Opinion: To Protect Biodiversity, Eliminate All Leaf Blowers

Electric and battery-powered leaf blowers have a reduced impact on pollution and human health, but our lawn care practices continue to harm plant and animal habitats.

2 minute read

October 29, 2021, 10:30 AM PDT

By Diana Ionescu @aworkoffiction

Dubbing them "mechanical locusts"––with apologies to locusts––that fill the air "with the stench of gasoline and death," Margaret Renkl argues for the abolition of gasoline-powered leafblowers, "the most maddening of all the maddening, environment-destroying tools of the American lawn-care industry."

With their outdated two-stroke engines, leaf blowers emit a massive amount of pollutants like carbon monoxide, smog-forming nitrous oxides, and carcinogenic hydrocarbons. "A 2011 study by Edmunds found that a two-stroke gasoline-powered leaf blower spewed out more pollution than a 6,200-pound Ford F-150 SVT Raptor pickup truck." Aside from pollutants, leaf blowers also emit noise "at levels that can cause tinnitus and hearing loss with long exposure," Renkl writes. 

"This month, Gov. Gavin Newsom of California signed a new law making his the first state with plans to ban gas-powered lawn equipment along with other machines, like generators and pressure washers, that use gasoline-powered engines." Around the country, more than 100 cities have passed their own regulations prohibiting gas-powered leaf blowers, and the market share for electric and battery-operated tools is growing rapidly. 
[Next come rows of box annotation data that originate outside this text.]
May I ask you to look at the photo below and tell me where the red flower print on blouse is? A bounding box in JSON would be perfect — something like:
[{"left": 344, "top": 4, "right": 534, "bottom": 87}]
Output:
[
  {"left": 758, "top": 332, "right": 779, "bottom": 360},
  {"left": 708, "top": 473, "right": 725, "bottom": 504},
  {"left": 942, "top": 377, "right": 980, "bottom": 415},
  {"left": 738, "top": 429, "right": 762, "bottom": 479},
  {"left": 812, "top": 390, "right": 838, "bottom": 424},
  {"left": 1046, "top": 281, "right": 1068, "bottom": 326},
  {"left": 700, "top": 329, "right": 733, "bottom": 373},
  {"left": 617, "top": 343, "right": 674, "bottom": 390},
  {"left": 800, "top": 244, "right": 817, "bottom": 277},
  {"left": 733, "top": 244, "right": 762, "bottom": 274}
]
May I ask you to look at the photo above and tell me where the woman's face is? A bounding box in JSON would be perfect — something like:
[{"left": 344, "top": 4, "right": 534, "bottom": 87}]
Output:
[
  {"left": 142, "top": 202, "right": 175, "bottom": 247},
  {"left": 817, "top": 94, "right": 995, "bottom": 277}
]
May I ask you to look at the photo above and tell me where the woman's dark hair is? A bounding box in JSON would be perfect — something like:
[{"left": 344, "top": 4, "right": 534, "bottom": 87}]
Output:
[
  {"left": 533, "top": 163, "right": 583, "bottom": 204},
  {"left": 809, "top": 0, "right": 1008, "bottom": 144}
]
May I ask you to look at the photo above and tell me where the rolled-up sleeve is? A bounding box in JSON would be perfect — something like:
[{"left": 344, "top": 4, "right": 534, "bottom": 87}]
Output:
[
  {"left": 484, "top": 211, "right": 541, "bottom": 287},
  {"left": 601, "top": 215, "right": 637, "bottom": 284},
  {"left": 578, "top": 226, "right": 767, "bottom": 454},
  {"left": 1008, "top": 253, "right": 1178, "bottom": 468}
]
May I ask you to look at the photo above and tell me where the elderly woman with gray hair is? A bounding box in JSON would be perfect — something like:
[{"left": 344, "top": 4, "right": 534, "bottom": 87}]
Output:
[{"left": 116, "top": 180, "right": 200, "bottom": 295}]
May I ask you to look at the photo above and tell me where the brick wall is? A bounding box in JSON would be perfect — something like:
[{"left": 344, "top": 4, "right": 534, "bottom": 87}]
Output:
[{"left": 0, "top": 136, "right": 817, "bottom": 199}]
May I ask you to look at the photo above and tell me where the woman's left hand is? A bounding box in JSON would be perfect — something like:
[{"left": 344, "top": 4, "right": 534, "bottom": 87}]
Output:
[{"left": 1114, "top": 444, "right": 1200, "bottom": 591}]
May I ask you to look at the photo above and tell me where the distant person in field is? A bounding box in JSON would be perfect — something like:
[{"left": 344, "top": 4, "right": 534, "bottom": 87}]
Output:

But even clean, quiet leaf blowers take a toll on biodiversity, says Renkl. "Leaf blowers, whether electric or gasoline-powered, dislodge the leaf litter that is so essential to insect life — the insect life that in turn is so essential to birds and other wildlife." To protect local ecosystems and biodiversity, Renkl notes, we should leave the leaves alone.